There is one major thing bothering me about CI/CD pipelines: it is hard to test them. I don’t know one good example of pipelines that are properly tested. This post is not about giving a (or the best) way on how to test pipelines, because frankly I don’t know one myself. I will try though to throw some ideas out there.

Do we even need to test the pipelines?

Permalink to “Do we even need to test the pipelines?”

Before discussing about testing pipelines, a reasonable question is if we even need to test them?

My simple answer is yes! Why? Because they are code. Code that influences how our application code is built, tested and deployed. Any bug in the pipeline code will have an impact on the deliverable that ends up being used by our users.

The application code might be perfect, but our users might still be experiencing issues because of bugs in the pipelines code. Which is a nasty kind of bug, if you ask me, because is not part of the application code.

On top of this, we know that the application code is not perfect. Pipelines play an even more important role of facilitating various tests and checks being run on the application code. Pipelines enhance our trust in the application code we write. If pipelines run green, then we know we have done the best we could to ship good code. But what makes sure that the pipelines do what they are supposed to do?

We do need tests for pipelines.

Permalink to “We do need tests for pipelines.”

I hope that the arguments above for testing pipelines make sense and that you are convinced of the benefits of doing so. We might not need to test all pipelines, in the same way we might not want to achieve 100% code coverage. After a certain point, the effort does not make sense.

Most pipelines I have written or saw are a mix of YAML or other descriptive format (let’s call these pipeline definitions) and scripts.
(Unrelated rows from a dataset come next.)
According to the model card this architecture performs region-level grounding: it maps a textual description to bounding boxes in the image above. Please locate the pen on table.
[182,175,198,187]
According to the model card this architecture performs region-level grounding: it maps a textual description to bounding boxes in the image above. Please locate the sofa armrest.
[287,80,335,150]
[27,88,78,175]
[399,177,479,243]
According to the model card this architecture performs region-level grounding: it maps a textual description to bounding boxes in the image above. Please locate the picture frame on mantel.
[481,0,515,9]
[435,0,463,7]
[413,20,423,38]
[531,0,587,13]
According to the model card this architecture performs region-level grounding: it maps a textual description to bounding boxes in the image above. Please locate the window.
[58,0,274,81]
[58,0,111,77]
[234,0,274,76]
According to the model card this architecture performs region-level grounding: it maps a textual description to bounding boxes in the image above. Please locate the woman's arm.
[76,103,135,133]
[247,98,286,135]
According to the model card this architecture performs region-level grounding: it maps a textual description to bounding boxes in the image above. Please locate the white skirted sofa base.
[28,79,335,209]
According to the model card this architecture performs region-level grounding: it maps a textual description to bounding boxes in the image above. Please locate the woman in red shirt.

Scripts should be easy to test, but what about the pipeline definitions?

Pipeline definitions

Permalink to “Pipeline definitions”

Pipelines definitions are files that define what the pipeline should do. They have many names and they come in different formats, although most of the solutions seem to have a preference for YAML.

As projects grow, there is a tendency for the pipelines to explode in size and more and more decisions to be done in the pipeline definitions. More than that, some pipeline solutions allow to re-use pipelines (or parts of pipelines) in other pipelines, so you don’t duplicate parts which are doing the same thing. Like one would do with regular code.

Unfortunately pipeline definitions are not quite like regular code. Main aspect here is readability. Re-using pipelines as mentioned above makes the complexity of the pipelines and debugging them explode. While it might seem like a cool solution from a geeky engineering way, figuring out what happens where and how in these composed pipelines can turn into a nightmare.

Finally, each pipeline and its components could be seen as a function with inputs and outputs. With the important detail that many pipelines have many secondary effects as outputs, so they don’t return something, but they do something instead. Testing them is hard.

Thoughts

Permalink to “Thoughts”

As I mentioned in the beginning, I don’t know a good solution for this. Searching around the internet for the most popular pipeline tools, doesn’t give much satisfactory results. Here are some of my thoughts:

  1. Keep as much of the pipeline code as scripts. Scripts are easier to test, as long as they are written in a good way. Create tests for these scripts and run them in a simple separate pipeline, whenever their code changes.
  2. Split pipelines when complexity grows. Instead of having a big pipeline that does different things based on inputs, split it in smaller ones. This makes it easier to follow through what each pipeline does, especially when it is not working as intended.
  3. Write unit tests for the pipeline. Some technologies have tools to test the actual pipeline definitions. You can have simple pipelines executing these pipeline tests.
  4. Execute pipelines locally. Some technologies have tools to run the pipelines locally. This is especially handy when debugging why pipelines don’t work as intended. Being able to run the pipelines locally makes the feedback loop faster, by removing the need to wait on runners to start and run.